# SURVEY AND EVALUATION OF LOW-POWER FULL-ADDER CELLS

Ahmed Sayed and Hussain Al-Asaad Department of Electrical & Computer Engineering University of California Davis, CA, U.S.A.

#### ABSTRACT

In this paper, we survey various designs of low-power full-adder cells from conventional CMOS to really inventive XOR-based designs. We further describe simulation experiments that compare the surveyed full-adder cells. The experiments simulate all combinations of input transitions and consequently determine the delay and power consumption for the various full-adder cells. Moreover, the simulation results highlight the weaknesses and the strengths of the various full-adder cell designs.

**Keywords**: Full-adder cell design, low-power circuits, power and delay estimation, VLSI implementations.

## **1** INTRODUCTION

Low power circuit design has been a challenge for a long time and it is now one of the most important goals of today's CMOS designs. Signal processing is one of the most power hungry applications. Adders are the main building blocks for signal processing applications. Saving power in adders would reduce the power consumption significantly at the chip level.

Low power can be achieved at four different levels of the design process, the architectural, the circuit, the device or the layout levels. Power consumption in CMOS digital circuits [1] is divided into three major components as follows:

 $P_{tot} = P_{dynamic}(P_d) + P_{static} + P_{short circuit}$ 

The dynamic component is the part of power consumed when the circuit is switching from one state to another. To be able to estimate the worst case or max power consumption, we need to exhaustively switch the circuit through all of its states. Added to this is the power used to charge and discharge the load capacitance. The load capacitance is identical for all cells and simulations performed in this paper, so it will not play a role in the relative comparison of the power consumption. Actual layout will affect the load capacitance which constitutes the routing capacitance and the fanout capacitance. Layout effects and their minimizations are not considered here. The less and less we have of a characteristic dimension of a technology, the routing load factor starts to dominate the total loading on gates. This is very noticeable in submicron technologies and low fanout designs.

The static component is due to the reverse bias leakage between diffusion regions and the substrate. In conventional CMOS there is no direct path from Vdd and GND at steady stable static state so there is no DC current path, hence power consumption is zero.

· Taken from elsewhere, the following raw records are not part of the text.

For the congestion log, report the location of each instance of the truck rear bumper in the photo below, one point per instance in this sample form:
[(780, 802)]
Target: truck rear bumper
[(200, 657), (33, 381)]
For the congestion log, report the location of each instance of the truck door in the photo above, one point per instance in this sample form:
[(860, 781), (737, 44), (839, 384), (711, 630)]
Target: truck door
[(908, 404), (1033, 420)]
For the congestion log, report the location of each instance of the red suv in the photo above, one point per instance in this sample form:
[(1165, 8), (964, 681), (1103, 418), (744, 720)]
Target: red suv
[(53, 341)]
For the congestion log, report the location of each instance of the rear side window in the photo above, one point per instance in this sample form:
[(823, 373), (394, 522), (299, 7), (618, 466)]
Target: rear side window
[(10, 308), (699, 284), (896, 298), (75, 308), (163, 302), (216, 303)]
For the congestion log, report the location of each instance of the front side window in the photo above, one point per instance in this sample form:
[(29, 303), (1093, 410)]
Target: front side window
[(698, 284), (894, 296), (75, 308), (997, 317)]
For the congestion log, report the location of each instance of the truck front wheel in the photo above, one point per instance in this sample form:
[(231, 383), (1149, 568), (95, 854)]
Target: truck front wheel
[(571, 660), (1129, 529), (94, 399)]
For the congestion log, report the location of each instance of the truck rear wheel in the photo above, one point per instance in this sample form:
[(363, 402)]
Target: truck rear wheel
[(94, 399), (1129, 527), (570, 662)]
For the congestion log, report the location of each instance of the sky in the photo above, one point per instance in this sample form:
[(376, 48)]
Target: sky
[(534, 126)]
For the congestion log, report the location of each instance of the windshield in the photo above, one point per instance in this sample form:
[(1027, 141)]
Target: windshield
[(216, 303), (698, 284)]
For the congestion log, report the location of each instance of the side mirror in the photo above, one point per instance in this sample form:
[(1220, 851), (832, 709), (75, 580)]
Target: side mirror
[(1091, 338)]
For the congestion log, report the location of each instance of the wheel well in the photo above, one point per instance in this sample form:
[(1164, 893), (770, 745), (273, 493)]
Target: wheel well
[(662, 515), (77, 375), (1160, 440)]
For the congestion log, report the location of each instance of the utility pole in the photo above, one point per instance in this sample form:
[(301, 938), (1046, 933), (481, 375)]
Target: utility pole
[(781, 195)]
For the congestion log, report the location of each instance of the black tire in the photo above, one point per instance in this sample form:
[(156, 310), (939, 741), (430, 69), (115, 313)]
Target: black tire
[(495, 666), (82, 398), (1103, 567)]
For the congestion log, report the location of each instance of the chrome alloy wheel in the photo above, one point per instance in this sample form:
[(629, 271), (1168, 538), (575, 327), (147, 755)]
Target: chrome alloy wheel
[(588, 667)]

The short circuit component is due to the direct path from Vdd to GND during switching of the gate. The slope of inputs of an inverter for example, causes a current spike between Vdd and GND resulting in short circuit power dissipation. The slower the rise and fall times the bigger the current spike and consequently the power dissipated.

In our simulations, several issues need to be resolved. First, since the outputs of some adders are not fully driven rail to rail, then this will cause short circuit power dissipation in the next stage in a bigger design. Hence, loads had to be included in our simulation—two minimum sized buffer inverters—to the sum and carry out to account for the power dissipated in the total bigger design. It would be an unfair power consumption comparison not to have these loads. The second issue in our simulation is that the inputs are driven from two minimum sized inverters for each input. This results in a finite output impedance of the input signal driver, which account to the loading of the input impedance of the different inputs of different adder circuits. The third and final issue is that some of the Complementary Pass Logic (CPL) based adders have feedback paths to inputs which affect the full swing of input signals causing power dissipation. A finite output impedance accounts for that effect while the infinite HSPICE output impedance of the ideal voltage sources would not account for that power consumption and delay.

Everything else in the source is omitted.